Namun, di balik ikatan emosional itu, ada tugas profesional yang tak bisa diabaikan. Tim penilai dari berbagai instansi—mulai dari Dinas Pendidikan, Kesehatan, PKK, hingga Polda Sulsel—datang lengkap untuk menilai secara objektif berbagai aspek: kelembagaan, kewilayahan, pendidikan, ekonomi, hingga trantibmas.
“Kami datang bukan hanya untuk menilai, tapi juga memberi pembinaan. Tujuan akhirnya adalah membentuk kelurahan yang mandiri, tangguh, dan siap bersaing di tingkat nasional,” tegas Saleh.

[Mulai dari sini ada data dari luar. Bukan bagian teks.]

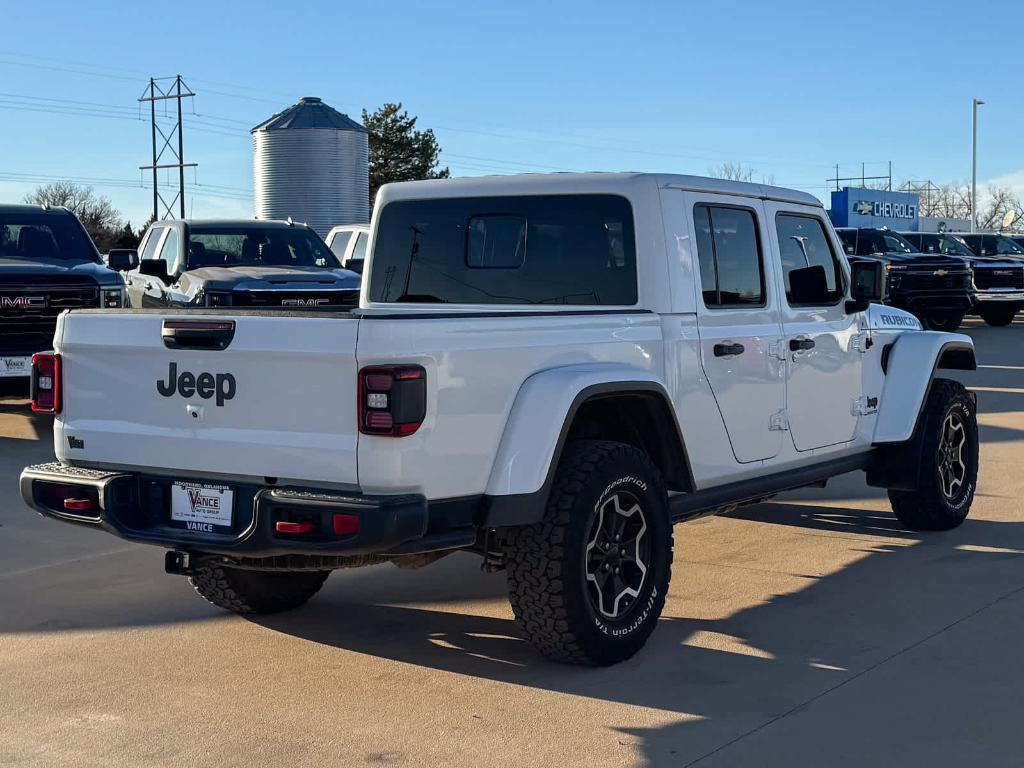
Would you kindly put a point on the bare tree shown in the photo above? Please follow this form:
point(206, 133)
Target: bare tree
point(97, 214)
point(738, 172)
point(998, 202)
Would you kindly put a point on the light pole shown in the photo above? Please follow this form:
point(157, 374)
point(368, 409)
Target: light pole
point(974, 165)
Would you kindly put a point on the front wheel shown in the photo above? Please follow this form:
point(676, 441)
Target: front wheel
point(588, 583)
point(947, 321)
point(947, 445)
point(998, 314)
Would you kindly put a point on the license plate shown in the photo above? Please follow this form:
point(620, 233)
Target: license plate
point(15, 366)
point(202, 508)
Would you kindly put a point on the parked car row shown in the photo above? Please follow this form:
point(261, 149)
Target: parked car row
point(49, 263)
point(942, 276)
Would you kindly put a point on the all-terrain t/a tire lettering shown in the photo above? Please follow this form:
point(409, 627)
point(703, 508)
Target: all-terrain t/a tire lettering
point(588, 584)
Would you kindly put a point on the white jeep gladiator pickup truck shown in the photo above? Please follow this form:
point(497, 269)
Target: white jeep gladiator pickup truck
point(547, 371)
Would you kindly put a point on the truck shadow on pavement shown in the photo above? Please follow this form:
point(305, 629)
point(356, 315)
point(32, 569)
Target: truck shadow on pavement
point(719, 677)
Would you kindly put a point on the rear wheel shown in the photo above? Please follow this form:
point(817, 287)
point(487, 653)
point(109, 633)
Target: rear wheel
point(947, 448)
point(947, 321)
point(998, 314)
point(256, 591)
point(588, 584)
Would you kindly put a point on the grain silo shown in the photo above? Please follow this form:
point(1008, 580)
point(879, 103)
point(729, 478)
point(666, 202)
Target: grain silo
point(311, 164)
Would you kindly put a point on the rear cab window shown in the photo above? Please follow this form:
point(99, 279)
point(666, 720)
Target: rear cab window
point(542, 249)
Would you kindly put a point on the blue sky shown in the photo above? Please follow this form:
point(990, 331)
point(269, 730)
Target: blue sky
point(788, 88)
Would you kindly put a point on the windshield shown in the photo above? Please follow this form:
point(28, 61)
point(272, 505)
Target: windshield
point(1004, 246)
point(872, 242)
point(237, 246)
point(944, 244)
point(44, 236)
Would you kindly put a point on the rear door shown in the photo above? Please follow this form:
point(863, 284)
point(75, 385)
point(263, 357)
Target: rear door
point(278, 401)
point(738, 323)
point(824, 344)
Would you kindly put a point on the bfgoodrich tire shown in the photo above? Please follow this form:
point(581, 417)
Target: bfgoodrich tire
point(256, 591)
point(588, 584)
point(998, 314)
point(947, 445)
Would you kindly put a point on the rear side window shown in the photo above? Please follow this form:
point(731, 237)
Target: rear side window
point(810, 268)
point(550, 249)
point(729, 252)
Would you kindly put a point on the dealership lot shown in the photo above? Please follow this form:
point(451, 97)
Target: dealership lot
point(807, 631)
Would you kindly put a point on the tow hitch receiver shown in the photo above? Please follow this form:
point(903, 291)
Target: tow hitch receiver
point(177, 563)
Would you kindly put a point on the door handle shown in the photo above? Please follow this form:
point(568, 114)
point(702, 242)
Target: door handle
point(725, 350)
point(801, 345)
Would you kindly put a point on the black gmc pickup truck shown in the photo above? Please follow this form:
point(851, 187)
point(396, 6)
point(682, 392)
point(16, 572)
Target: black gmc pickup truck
point(48, 263)
point(238, 263)
point(937, 288)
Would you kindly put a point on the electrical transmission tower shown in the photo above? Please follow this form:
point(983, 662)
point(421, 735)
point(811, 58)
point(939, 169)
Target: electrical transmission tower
point(165, 89)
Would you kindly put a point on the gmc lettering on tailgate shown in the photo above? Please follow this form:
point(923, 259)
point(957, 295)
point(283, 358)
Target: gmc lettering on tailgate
point(205, 385)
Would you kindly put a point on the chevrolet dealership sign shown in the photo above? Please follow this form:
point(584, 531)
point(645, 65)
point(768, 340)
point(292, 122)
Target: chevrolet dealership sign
point(853, 207)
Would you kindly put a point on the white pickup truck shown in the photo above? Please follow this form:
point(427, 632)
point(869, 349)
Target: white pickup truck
point(546, 371)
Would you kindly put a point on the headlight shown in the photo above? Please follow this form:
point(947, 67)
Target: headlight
point(218, 298)
point(112, 297)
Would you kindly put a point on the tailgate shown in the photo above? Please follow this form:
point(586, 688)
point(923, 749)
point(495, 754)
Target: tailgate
point(278, 401)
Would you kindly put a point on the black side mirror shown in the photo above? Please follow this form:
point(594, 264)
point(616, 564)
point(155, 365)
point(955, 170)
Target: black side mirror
point(122, 259)
point(156, 268)
point(808, 285)
point(867, 284)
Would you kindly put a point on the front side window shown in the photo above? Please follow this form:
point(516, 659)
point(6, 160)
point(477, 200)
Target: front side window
point(542, 249)
point(340, 243)
point(150, 250)
point(169, 252)
point(849, 240)
point(729, 252)
point(359, 251)
point(810, 268)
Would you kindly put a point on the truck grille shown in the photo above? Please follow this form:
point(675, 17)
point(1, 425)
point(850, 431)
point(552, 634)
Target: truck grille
point(297, 299)
point(29, 311)
point(929, 281)
point(986, 278)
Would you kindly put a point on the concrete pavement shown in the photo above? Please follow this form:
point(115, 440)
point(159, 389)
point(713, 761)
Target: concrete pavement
point(808, 631)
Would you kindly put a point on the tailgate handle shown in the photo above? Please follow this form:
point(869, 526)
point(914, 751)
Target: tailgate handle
point(198, 334)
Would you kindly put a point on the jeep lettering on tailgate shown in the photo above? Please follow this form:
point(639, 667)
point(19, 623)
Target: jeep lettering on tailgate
point(205, 385)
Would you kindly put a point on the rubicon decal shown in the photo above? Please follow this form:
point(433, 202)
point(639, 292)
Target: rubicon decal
point(206, 385)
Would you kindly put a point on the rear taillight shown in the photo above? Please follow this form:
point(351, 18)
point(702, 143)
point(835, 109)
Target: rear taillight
point(46, 383)
point(392, 399)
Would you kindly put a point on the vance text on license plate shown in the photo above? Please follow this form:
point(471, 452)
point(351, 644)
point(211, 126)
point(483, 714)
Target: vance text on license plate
point(202, 507)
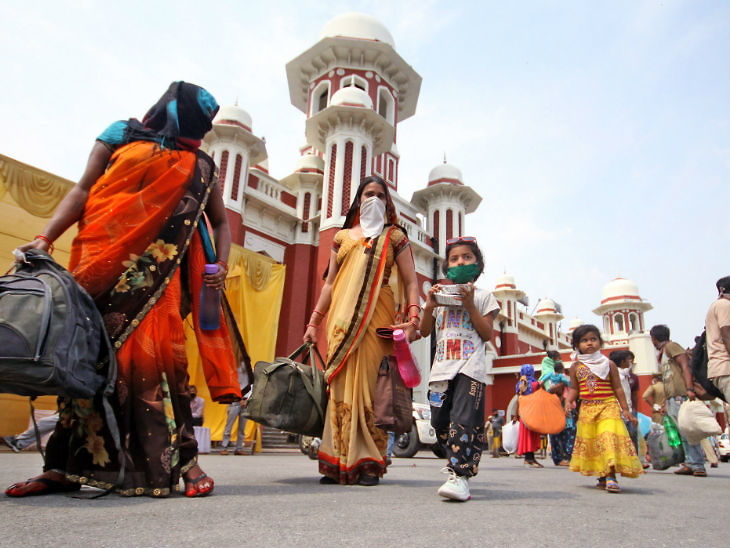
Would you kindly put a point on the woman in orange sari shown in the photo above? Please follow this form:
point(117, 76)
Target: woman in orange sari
point(139, 253)
point(357, 298)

Ketahanan dari Lorong, Bukan Sekadar Laporan
Tema besar yang diusung dalam lomba tahun ini adalah “Tangguh Pangan, Wujudkan Ketahanan Pangan Nasional Menuju Indonesia Maju.” Dan Pannampu menjawab itu tidak dengan narasi semata, tapi dengan praktik nyata: kebun lorong, bank sampah, kelompok ibu pengelola dapur sehat, dan posyandu mandiri.
Semua itu tidak dibangun dalam sehari. Menurut Lurah Pannampu, keberhasilan ini adalah hasil kerja kolektif warga selama bertahun-tahun. Kelurahan tidak hanya menjadi unit birokrasi, tapi pusat kehidupan sosial dan ekonomi warga.
“Kami manfaatkan setiap jengkal tanah untuk hal produktif. Masyarakat sadar bahwa lorong adalah ruang hidup yang bisa mandiri,” jelasnya.
Bukan Finish, Tapi Awal
Lomba ini bukan garis akhir. Justru, seperti yang dikatakan Munafri, proses ini adalah awal dari transformasi yang lebih besar.
“Kami akan terus dorong inovasi kelurahan lewat kompetisi sehat dan penghargaan. Kami ingin setiap kelurahan punya standar pelayanan yang tinggi, berbasis pada kebutuhan riil masyarakat,” ungkapnya.